Who is Justice Lalit
- Justice S M Sikri, who became the 13th CJI in January 1971, was the first lawyer to be elevated directly to the top court bench in March 1964. Justice Lalit will assume charge on August 27, a day after the incumbent CJI Justice N V Ramana demits the office. Justice Lalit will have a brief tenure of less than three months as the CJI and he would retire on November 8 this year. The retirement age of judges of the Supreme Court is 65.
- Born on November 9, 1957, Justice Lalit enrolled as an advocate in June 1983 and practised in the Bombay High Court till December 1985. He shifted his practice to Delhi in January 1986, and in April 2004, he was designated as a senior advocate by the apex court. He was appointed a special public prosecutor for the CBI to conduct the trial in the 2G spectrum allocation case.
- Justice Lalit, who was a senior advocate before being appointed a judge of the apex court on August 13, 2014, has been part of several path-breaking verdicts including the one which held the practice of divorce through instant 'triple talaq' among Muslims illegal and unconstitutional.
- In January 2019, he recused himself from hearing the politically-sensitive Ram Janmabhoomi-Babri Masjid land title dispute in Ayodhya. Justice Lalit, who was part of a five-judge Constitution bench headed by then CJI Ranjan Gogoi, had "expressed his disinclination to participate in the hearing any further" and opted himself out of the Ayodhya matter.Senior advocate Rajeev Dhavan, appearing for a Muslim party in the matter, had told the Constitution bench that Justice Lalit had appeared as a lawyer for former Uttar Pradesh chief minister Kalyan Singh in a connected matter in the year 1997.
- One of the path-breaking verdicts, of which Justice Lalit was part, was the August 2017 judgement by a five-judge Constitution bench which by a 3:2 majority ruled the practice of divorce through instant 'triple talaq' as "void", "illegal" and "unconstitutional".
- Among the other important judgements, a bench headed by Justice Lalit had ruled the erstwhile royal family of Travancore has the management right over the historic Sree Padmanabhaswamy Temple in Kerala, one of the richest shrines, holding that the rule of "heritability must get attached to a right of Shebait" (servitor) of the temple.
- In another significant judgement, a bench headed by Justice Lalit had ruled that touching sexual parts of a child's body or any act involving physical contact with 'sexual intent' amounts to 'sexual assault' under section 7 of the Protection of Children from Sexual Offences (POCSO) Act as the most important ingredient is sexual intent and not skin-to-skin contact. Quashing the controversial 'skin-to-skin' judgements of the Bombay High Court in two cases under the POCSO Act, the bench had said the high court erred in holding that there was no offence since there was no direct 'skin-to-skin' contact with sexual intent.

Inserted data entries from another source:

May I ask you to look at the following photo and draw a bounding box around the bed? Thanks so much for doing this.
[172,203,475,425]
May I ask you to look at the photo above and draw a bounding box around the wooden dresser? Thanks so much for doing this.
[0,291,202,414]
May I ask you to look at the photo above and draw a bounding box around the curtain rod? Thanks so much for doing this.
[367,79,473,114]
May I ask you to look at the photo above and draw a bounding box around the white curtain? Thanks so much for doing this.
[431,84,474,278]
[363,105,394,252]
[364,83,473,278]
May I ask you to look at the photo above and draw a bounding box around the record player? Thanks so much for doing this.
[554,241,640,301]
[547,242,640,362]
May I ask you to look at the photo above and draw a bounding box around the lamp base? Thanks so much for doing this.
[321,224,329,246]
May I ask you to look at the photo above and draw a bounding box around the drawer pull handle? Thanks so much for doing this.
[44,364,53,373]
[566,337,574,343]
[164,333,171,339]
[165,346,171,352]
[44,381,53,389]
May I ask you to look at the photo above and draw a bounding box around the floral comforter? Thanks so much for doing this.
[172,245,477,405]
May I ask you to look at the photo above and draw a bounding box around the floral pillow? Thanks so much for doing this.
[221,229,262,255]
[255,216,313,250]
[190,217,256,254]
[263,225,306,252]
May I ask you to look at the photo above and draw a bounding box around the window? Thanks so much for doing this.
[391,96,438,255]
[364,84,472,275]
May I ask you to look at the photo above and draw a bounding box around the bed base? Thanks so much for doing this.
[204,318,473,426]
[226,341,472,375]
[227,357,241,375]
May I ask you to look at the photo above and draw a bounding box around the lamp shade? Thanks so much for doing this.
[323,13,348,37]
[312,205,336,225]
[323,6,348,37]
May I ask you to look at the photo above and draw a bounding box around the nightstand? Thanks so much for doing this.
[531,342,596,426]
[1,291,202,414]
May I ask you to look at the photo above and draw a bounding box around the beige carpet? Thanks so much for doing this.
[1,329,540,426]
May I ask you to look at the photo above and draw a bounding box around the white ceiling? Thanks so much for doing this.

- The high court had held that no offence of sexual assault under the POCSO Act was made out if there was no direct skin-to-skin contact between an accused and victim.
- Justice Lalit, who is also the executive chairperson of the National Legal Services Authority (NALSA), recently said the NALSA is going to establish a "legal aid" system for the poor and the marginalised in all districts on the lines of the office of public prosecutors. He was addressing the first All India District Legal Services Authorities Meet here.